Copyright © 2007 The Institute of Electronics, Information and Communication Engineers
Regular Section -- Papers -- Natural Language Processing |
An EM-Based Approach for Mining Word Senses from Corpora
1 The authors are with Sirindhorn International Institute of Technology, Thammasat University, Thailand. E-mail: thatsanee{at}tcllab.org, 2 The authors are with The NICT Asia Research Center, Thailand.
| Abstract |
|---|
Manually collecting contexts of a target word and grouping them based on their meanings yields a set of word senses but the task is quite tedious. Towards automated lexicography, this paper proposes a word-sense discrimination method based on two modern techniques; EM algorithm and principal component analysis (PCA).

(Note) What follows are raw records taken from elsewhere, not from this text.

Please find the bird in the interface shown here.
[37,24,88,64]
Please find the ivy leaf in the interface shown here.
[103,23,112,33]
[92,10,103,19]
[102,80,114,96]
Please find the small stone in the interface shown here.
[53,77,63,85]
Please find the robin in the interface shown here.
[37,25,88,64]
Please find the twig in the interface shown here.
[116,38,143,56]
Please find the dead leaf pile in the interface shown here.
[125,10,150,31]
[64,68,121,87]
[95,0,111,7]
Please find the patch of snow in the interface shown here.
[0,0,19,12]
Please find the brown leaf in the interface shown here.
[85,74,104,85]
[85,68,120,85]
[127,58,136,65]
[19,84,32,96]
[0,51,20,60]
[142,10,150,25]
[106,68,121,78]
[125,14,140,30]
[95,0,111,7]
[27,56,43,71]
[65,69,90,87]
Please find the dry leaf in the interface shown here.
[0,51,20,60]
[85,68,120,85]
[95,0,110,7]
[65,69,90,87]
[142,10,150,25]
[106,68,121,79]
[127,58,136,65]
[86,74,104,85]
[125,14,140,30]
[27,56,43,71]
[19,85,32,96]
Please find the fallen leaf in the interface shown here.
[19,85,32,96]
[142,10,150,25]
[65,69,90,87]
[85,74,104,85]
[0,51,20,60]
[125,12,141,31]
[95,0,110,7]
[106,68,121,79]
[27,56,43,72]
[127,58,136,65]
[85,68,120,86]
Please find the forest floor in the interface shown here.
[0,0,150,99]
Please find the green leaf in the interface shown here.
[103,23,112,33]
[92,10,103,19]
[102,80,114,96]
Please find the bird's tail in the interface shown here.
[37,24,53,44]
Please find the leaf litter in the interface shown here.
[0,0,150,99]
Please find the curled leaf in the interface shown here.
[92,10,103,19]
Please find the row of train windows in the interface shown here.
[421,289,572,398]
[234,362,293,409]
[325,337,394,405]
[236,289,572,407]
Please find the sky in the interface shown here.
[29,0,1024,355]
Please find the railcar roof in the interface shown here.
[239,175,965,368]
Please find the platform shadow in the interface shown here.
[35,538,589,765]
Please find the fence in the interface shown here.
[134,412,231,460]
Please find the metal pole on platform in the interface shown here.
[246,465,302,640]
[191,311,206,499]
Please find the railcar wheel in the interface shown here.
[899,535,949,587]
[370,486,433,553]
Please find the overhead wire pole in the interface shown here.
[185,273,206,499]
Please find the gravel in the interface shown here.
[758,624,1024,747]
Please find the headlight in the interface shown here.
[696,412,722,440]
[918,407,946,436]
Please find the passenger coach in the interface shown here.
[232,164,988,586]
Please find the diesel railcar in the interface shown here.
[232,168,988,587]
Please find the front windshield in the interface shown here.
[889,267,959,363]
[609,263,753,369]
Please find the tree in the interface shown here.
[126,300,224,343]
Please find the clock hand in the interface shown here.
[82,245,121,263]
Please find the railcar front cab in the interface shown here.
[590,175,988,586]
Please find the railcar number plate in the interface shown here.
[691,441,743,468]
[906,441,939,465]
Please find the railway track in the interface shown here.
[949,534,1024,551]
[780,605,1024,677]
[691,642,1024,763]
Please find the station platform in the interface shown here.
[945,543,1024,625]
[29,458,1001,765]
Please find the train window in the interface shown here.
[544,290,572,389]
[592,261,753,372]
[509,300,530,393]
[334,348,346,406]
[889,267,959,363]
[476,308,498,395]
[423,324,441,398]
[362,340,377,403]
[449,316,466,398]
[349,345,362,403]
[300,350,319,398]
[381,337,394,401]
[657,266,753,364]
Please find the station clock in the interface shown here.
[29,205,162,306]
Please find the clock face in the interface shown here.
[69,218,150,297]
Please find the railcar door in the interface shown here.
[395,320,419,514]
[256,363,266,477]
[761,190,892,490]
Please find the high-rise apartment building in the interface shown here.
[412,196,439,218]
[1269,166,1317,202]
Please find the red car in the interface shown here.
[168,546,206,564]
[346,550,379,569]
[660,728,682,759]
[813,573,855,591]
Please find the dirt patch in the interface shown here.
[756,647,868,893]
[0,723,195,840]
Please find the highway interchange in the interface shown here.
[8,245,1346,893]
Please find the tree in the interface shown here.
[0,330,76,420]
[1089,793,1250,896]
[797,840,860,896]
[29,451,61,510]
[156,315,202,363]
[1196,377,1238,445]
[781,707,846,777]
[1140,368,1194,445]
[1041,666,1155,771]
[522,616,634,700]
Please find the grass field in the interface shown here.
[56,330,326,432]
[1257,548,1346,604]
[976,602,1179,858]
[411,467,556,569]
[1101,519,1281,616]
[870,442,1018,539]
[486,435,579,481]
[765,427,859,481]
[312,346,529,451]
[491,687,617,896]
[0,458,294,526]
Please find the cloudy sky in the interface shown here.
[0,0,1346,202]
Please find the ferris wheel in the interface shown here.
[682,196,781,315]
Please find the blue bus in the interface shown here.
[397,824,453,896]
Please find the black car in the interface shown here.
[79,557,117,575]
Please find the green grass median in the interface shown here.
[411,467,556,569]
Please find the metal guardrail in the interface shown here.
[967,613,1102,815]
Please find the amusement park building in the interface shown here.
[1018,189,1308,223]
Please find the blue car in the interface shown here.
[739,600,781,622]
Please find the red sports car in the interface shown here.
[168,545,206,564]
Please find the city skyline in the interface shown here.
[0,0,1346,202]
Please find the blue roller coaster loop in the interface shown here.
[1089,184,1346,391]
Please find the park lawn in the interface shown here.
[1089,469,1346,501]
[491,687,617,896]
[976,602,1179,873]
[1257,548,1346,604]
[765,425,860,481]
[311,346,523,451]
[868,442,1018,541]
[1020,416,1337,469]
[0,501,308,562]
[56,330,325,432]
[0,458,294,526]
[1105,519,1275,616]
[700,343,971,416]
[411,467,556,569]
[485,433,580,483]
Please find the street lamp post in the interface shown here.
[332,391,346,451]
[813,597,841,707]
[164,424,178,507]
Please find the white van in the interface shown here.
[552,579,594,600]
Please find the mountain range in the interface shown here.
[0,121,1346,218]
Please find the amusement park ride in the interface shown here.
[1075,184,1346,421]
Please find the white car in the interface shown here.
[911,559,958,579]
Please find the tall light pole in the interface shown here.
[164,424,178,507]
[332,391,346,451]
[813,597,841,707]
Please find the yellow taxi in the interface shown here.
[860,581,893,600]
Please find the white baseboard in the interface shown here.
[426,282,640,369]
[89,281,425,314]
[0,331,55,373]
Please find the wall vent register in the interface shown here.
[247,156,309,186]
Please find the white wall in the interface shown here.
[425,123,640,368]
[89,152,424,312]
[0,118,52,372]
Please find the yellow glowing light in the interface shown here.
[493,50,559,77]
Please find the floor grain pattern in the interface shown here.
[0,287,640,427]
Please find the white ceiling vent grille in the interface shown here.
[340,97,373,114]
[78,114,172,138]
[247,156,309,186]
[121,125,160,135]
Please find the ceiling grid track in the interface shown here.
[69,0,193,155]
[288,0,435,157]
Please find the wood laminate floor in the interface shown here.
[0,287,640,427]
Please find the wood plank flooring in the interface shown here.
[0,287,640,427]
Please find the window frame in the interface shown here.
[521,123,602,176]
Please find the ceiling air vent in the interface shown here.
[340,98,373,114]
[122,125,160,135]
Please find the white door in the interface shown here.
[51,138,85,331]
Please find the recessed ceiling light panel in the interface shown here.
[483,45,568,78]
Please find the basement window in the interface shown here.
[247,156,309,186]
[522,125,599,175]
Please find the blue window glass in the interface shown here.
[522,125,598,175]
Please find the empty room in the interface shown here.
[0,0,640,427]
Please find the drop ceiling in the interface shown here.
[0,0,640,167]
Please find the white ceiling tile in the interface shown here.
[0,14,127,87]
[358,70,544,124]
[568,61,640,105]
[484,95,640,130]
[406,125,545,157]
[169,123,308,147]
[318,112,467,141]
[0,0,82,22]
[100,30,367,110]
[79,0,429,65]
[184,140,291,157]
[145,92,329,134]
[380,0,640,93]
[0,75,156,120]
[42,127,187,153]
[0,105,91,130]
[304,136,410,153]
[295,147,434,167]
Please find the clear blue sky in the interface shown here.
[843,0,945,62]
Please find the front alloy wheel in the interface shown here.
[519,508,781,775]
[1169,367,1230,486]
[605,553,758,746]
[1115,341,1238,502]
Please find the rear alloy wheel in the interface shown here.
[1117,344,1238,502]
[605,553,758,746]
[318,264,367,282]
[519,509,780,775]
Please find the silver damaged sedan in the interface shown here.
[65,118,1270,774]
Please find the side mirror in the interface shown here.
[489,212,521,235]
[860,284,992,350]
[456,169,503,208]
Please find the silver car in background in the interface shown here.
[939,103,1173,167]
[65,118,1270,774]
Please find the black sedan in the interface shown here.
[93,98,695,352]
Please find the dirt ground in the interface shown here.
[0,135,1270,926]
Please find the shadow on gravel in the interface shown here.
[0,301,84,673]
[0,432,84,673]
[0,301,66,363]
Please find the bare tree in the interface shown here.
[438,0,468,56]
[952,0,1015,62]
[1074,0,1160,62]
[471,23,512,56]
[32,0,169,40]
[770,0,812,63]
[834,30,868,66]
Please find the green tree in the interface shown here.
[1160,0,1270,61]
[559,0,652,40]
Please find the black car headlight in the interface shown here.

The spherical Gaussian EM algorithm enhanced with PCA for robust initialization is proposed to cluster word senses of a target word automatically. Three variants of the algorithm, namely PCA, sGEM, and PCA-sGEM, are investigated using a gold standard dataset of two polysemous words. The clustering result is evaluated using the measures of purity and entropy as well as a more recent measure called normalized mutual information (NMI). The experimental result indicates that the proposed algorithms gain promising performance with regard to discriminate word senses and the PCA-sGEM outperforms the other two methods to some extent.
Key Words: corpus-based lexicography, word sense discrimination, clustering, EM algorithm, principal component analysis
Manuscript received May 11, 2006. Manuscript revised August 30, 2006.